Fahri Hamzah: Kelemahan Hakim MK Ujungnya akan Voting

Fahri Hamzah: Kelemahan Hakim MK Ujungnya akan Voting

Gelora News
facebook twitter whatsapp


GELORA.CO - Wakil Ketua DPR RI, Fahri Hamzah mengatakan perdebatan sengit dan hebat yang terjadi dalam proses persidangan gugatan hasil pemilu presiden 2019 memang begitu idealnya. Namun, sayangnya nanti ditentukan oleh hasil voting.

Menurut dia, kelemahan demokrasi yang sekarang dihadapi dalam persidangan di Mahkamah Konstitusi. Menurut dia, memang konsepsinya ideal tapi tiba-tiba nanti harus diputuskan melalui kalkulasi angka.
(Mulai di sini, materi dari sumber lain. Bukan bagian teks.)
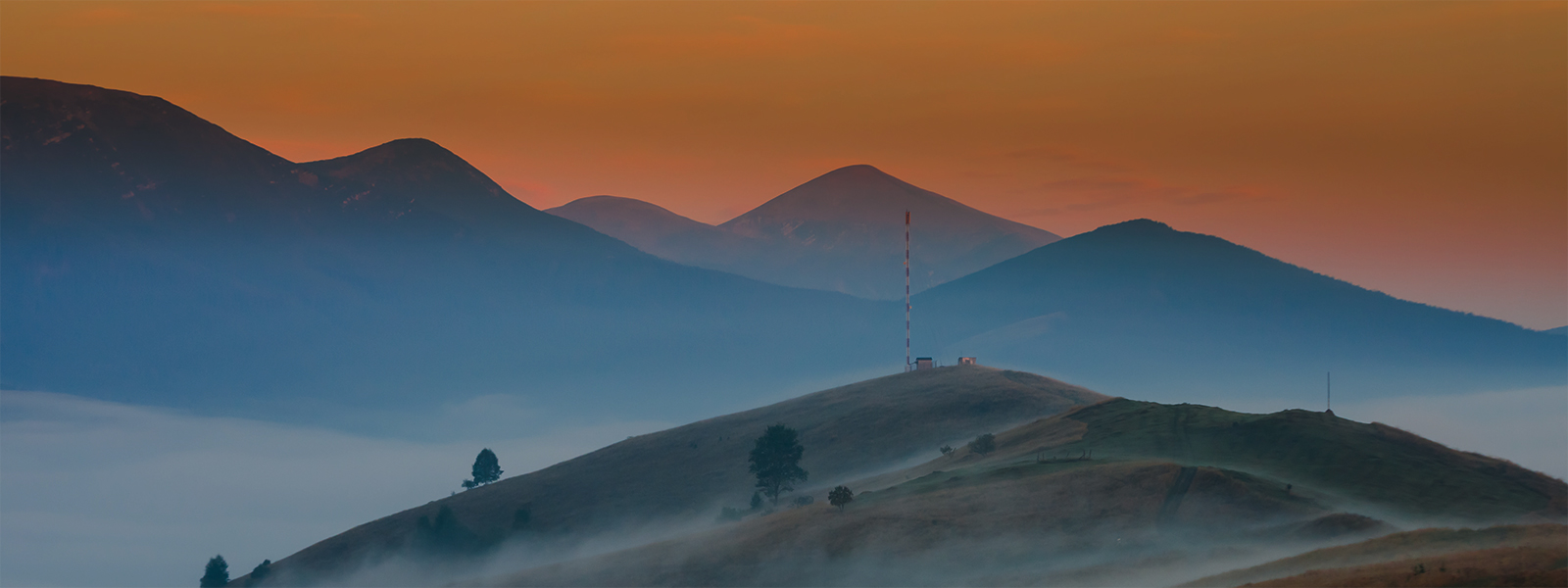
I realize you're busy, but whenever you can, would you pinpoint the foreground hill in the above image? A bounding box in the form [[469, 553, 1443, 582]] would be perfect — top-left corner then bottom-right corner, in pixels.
[[1182, 523, 1568, 586], [914, 220, 1568, 400], [476, 398, 1568, 586], [251, 366, 1105, 582], [0, 76, 897, 426], [547, 165, 1060, 300]]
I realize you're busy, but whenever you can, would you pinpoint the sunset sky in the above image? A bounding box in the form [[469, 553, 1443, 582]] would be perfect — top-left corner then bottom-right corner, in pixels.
[[0, 2, 1568, 327]]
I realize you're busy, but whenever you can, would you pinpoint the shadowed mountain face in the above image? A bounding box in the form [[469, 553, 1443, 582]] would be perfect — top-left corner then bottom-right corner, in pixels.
[[914, 220, 1568, 400], [547, 165, 1060, 300], [0, 76, 894, 429], [0, 78, 1568, 421]]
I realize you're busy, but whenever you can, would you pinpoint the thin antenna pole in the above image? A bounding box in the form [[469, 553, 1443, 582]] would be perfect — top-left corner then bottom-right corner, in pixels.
[[904, 210, 914, 371]]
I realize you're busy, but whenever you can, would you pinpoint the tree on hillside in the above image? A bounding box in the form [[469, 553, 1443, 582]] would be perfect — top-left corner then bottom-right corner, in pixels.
[[969, 433, 996, 458], [828, 486, 855, 512], [201, 555, 229, 588], [751, 423, 806, 507], [463, 447, 500, 488], [245, 560, 272, 586]]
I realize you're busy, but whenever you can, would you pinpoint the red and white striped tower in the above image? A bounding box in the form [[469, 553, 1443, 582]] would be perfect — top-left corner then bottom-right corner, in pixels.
[[904, 210, 914, 371]]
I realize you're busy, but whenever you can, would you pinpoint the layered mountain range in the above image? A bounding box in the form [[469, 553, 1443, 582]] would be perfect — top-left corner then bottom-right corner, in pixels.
[[0, 76, 1568, 421], [546, 165, 1060, 300]]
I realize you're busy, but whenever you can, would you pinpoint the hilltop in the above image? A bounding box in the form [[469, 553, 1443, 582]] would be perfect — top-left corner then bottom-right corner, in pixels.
[[478, 398, 1568, 586], [247, 366, 1105, 578], [914, 220, 1568, 402], [251, 366, 1568, 585], [547, 165, 1060, 300]]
Misal, kata Fahri, saat ini ada dua kandidat dimana pihak satu bicaranya begitu ideal dan satu lagi katakan misalnya dianggap jelek bicaranya dalam sidang. Namun, lemahnya tidak disiapkan bagi mereka untuk bertarung dengan argumen sampai ujung.

"In the end, orang itu harus masuk ke kotak suara atau harus voting," kata Fahri lewat video yang diunggah di twitternya, Jumat (14/6/2019).

Kemudian, Fahri mencontohkan lagi perdebatan yang terjadi di Mahkamah Konstitusi terlihat begitu hebat bahkan rekonstruktif karena kedua belah pihak ingin saling mengungkapkan fakta-fakta.

Sehingga, kata Fahri, muncul ada gugatan kepada posisi presiden, teori conflict of interest, rangkap jabatan, teori keharusan menjaga jarak supaya tidak abuse of power dan sebagainya.

"Ya itu sangat ideal. Tapi in the end, hakimnya sendiri nanti akan voting juga. Sembilan orang saja itu harus voting, makanya diciptakan jumlah hakimnya itu ganjil supaya kalau voting ada hasil," ujarnya.

Untuk itu, Fahri membuat catatan hal tersebut merupakan kelemahan dari sistem demokrasi. Karena secara teori begitu ideal, tapi pada akhirnya memang mengharuskan ada voting juga. Makanya, salah satu kelemahan demokrasi itu adalah tirani mayoritas.

"Problem dalam demokrasi akibat voting itu kan munculnya tirani mayoritas, karena seolah-olah siapa pun yang mayoritas itu selalu menang. Karena ujungnya voting," jelas dia.